I have a perl script (in Ubuntu 12.04 LTS) writing to 26 TCH files. The keys are roughly equally distributed. The writes become very slow after 3 Million inserts (equally distributed to all the files) and the speed comes down from 240,000 inserts/min at the beginning to 14,000 inserts/min after 3 MM inserts. Individually the shard files are no more than 150 MB and overall their size comes to around 2.7 GB.
I run optimize on every TCH File after every 100K inserts to that file with bnum as 4*num_records_then and options set to TLARGE and make sure xmsiz matches the size of bnum (as mentioned in Why does tokyo tyrant slow down exponentially even after adjusting bnum?)
Even after this, the inserts start at high speed then slowly decrease to 14k inserts/min from 240k inserts/min.

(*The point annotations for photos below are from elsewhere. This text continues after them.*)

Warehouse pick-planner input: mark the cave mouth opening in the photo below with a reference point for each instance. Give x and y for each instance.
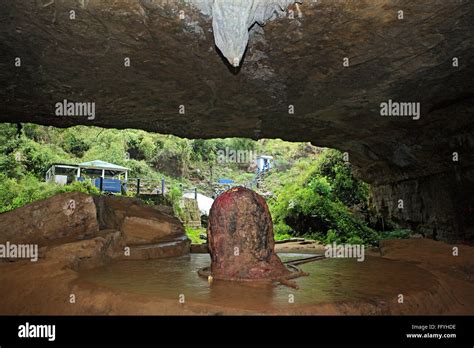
(311, 191)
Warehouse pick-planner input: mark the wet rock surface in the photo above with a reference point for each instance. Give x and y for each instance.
(60, 219)
(139, 223)
(240, 237)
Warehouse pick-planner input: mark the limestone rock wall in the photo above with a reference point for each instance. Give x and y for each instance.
(60, 219)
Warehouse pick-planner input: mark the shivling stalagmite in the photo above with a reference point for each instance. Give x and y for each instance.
(232, 19)
(240, 236)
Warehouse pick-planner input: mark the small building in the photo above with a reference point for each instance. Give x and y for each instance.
(106, 176)
(264, 163)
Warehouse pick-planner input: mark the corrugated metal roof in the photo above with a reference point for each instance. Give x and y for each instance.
(102, 165)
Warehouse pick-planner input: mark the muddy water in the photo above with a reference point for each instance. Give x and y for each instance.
(330, 280)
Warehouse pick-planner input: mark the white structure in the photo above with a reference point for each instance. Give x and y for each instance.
(264, 163)
(63, 174)
(204, 202)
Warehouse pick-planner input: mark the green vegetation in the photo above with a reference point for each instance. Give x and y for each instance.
(311, 191)
(319, 202)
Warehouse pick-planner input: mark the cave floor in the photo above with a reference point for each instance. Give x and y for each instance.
(430, 279)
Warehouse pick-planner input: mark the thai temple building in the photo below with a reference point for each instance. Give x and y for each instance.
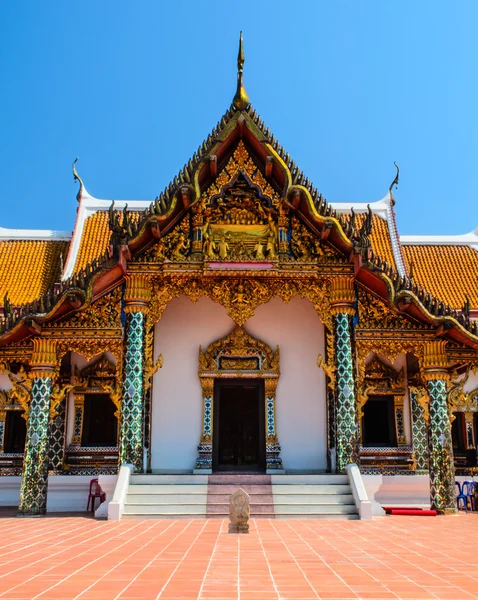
(239, 324)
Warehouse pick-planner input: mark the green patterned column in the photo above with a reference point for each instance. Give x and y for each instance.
(419, 430)
(342, 299)
(442, 470)
(33, 492)
(137, 296)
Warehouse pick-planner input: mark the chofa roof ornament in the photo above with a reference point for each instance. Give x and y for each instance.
(241, 99)
(76, 177)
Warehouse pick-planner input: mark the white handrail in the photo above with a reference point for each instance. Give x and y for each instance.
(116, 506)
(363, 504)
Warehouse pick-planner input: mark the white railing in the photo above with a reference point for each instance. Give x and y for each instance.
(363, 504)
(116, 506)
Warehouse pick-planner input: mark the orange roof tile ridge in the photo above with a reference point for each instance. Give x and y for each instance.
(465, 239)
(34, 234)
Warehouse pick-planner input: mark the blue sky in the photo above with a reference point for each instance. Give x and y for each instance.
(133, 88)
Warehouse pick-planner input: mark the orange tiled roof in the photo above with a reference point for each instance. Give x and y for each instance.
(96, 237)
(379, 238)
(29, 268)
(447, 272)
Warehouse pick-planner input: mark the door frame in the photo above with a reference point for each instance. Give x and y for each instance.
(219, 385)
(238, 356)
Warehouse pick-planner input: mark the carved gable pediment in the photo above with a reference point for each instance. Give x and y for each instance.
(238, 351)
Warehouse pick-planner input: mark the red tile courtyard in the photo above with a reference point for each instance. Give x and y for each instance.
(391, 557)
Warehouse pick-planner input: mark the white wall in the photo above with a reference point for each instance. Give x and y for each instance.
(177, 400)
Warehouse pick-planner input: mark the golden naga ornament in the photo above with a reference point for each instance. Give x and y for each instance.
(57, 395)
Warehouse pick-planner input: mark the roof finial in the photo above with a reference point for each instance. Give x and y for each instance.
(394, 183)
(241, 99)
(76, 177)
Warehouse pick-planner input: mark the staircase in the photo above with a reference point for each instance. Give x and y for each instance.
(313, 496)
(166, 497)
(272, 496)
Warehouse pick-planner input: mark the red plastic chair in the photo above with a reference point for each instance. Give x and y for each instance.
(95, 492)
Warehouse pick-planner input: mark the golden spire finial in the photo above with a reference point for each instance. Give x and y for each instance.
(241, 99)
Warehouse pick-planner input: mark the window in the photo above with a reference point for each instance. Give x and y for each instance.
(100, 426)
(378, 423)
(15, 432)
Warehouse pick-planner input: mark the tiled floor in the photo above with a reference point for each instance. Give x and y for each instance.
(392, 557)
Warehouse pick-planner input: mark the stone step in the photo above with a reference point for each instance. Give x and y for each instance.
(312, 489)
(313, 499)
(166, 498)
(180, 488)
(309, 479)
(249, 488)
(254, 508)
(224, 498)
(239, 479)
(151, 479)
(316, 509)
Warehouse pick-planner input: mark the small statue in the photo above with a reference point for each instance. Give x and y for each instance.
(181, 248)
(259, 250)
(223, 248)
(209, 248)
(239, 511)
(271, 247)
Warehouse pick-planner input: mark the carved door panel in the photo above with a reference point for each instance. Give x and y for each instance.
(239, 428)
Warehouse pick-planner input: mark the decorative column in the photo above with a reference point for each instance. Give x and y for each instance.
(420, 418)
(442, 471)
(342, 299)
(33, 492)
(204, 459)
(273, 459)
(137, 298)
(3, 417)
(398, 402)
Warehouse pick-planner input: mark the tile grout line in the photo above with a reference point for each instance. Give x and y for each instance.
(210, 561)
(128, 557)
(91, 562)
(180, 562)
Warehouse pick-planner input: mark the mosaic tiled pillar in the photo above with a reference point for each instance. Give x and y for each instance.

Could it be due to holding multiple tch connections (26) in a single script? Or is there configuration setting, I'm missing (would disabling journaling help, but the above thread says journaling affects performance only after the tch file becomes bigger than 3-4GB, my shards are <150MB files..)?
I would turn off journaling and measure what changes. The cited thread talks about a 2-3 GB tch file, but if you sum the sizes of your 26 tch files, you are in the same league. For the filesystem, the total amount of data ranges written to should be the relevant parameter.